Tuesday, December 18, 2012

incidentais #13 -- das aspirações de um lapuz

do cap. I

* o incipit -- «Preta e branca, preta e branca, preta e branca, o preto mui luzidio e muito níveo o branco, a pega, de cauda trémula, inquieta, saracoteava entre carumas e urgueiras, esconde aqui, surge ali, e por fim erguia voo até a copa alta do pinheiro, levando no bico ramo seco ou graveto.»

* É a visão do protagonista, Manuel da Bouça, deitado à sombra de uma árvore, seguindo a azáfama do pássaro e distraído, por momentos, da decisão que já havia tomado intimamente mas ainda não comunicara a Amélia e a Deolinda, mulher e filha: partir, só, para o Brasil.

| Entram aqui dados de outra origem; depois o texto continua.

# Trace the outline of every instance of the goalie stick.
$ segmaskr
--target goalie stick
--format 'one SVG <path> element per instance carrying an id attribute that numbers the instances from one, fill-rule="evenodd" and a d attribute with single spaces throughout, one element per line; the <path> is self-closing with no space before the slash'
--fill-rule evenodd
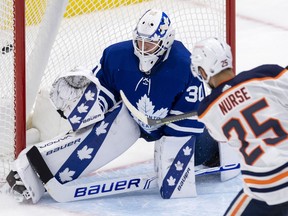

* Enquanto observava, vinha-lhe à memória a infância, tempo de pureza, inocência originària; quando desvia o olhar e vê terras bem tratadas e prósperas, nada que se comparasse com as pequenas courelas que entretanto hipotecara, angariando assim o dinheiro para a viagem o olhar tolda-se. Possuí-las «era o seu único sonho, a grande aspiração da sua vida.»; meio de casar bem a filha, acrescentar os bens e alcançar uma notoriedade vedada à sua insignificância social, mimetizando o brasileiro torna-viagem bem sucedido.r

*O que se verifica com Manuel da Bouça é a escravização à miragem do ter. Ser proprietário, enriquecer, é o desiderato da personagem, que, pelo negativo, é ponto de partida para se descortinar a posição ideológica do autor 

* É certo que nela existe algum inconformismo em face da mediocridade da existência naquela aldeia da Frágua; mas como já escrevi, Manuel da Bouça é  um tipo fundamentalmente negativo, mesquinho e ignaro, sublinhado pela sua esplêndia caracterização, a um tempo física e psicológica: «olhos castanhos, pequeninos e movediços», «era tosca cariátide de sobreiro aquele corpo meão mas rijo».

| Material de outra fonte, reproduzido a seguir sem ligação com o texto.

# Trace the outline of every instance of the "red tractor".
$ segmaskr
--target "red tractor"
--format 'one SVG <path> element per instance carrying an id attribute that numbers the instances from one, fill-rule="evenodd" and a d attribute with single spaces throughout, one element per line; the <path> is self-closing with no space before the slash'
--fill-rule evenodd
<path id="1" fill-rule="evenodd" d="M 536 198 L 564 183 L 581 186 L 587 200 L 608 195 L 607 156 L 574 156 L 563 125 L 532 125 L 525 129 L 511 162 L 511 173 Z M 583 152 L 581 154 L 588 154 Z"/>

* A verosimilhança do rústico analfabeto e simplório a caminho do desconhecido, o seu esquematismo mental, tão bem dados por Ferreira de Castro, aliados ao estilo sóbrio mas não monótono, agarra-nos de imediato. Terminando o capítulo, sabemos que ele partirá. As lágrimas das mulheres da casa não são bom augúrio. E queremos ler mais

Thursday, December 13, 2012

incidentais #12 - da política, da responsabilidade pessoal e do envelhecimento, passando por Quevedo e Calvino

do cap. I

* Protagonista: um velho advogado e dirigente socialista, don Alvaro Soriano, um dos herdeiros políticos do histórico Pablo Iglesias, da fundadação do PSOE. A acção decorre em Madrid, ao tempo da II República Espanhola (1931-1939)

*Incipit: «Encontravam-se os três à mesa de jantar e o velho relógio de pêndulo marcava onze horas menos um quarto.»

*O jantar tardio dos espanhóis, cena familiar confinada a Soriano, viúvo, à irmã, Mercedes, ao filho mais novo, Paco, com aparição de Ramona, a criada.

* Percebe-se o carácter tranquilo da personagem principal no meio de uma tempestade política pessoal, a ruptura com a nova geração de dirigentes do partido, formal e iminente; o interesse no seu concurso por parte do Partido Nacional, principal opositor dos socialistas, à direita.

*Mercedes, personagem autoritária, conservadora, católica, com quem o irmão acolhe com bonomia.

* A leitura dos jornais da tarde, após o jantar, acompanhado de um charuto, mostra alguém que desacelerou a actividade política, voluntária ou involuntariamente. Um deles traz um eco acerca do seu provável abandono do partido e especula sobre uma eventual adesão às hostes do partido da direita.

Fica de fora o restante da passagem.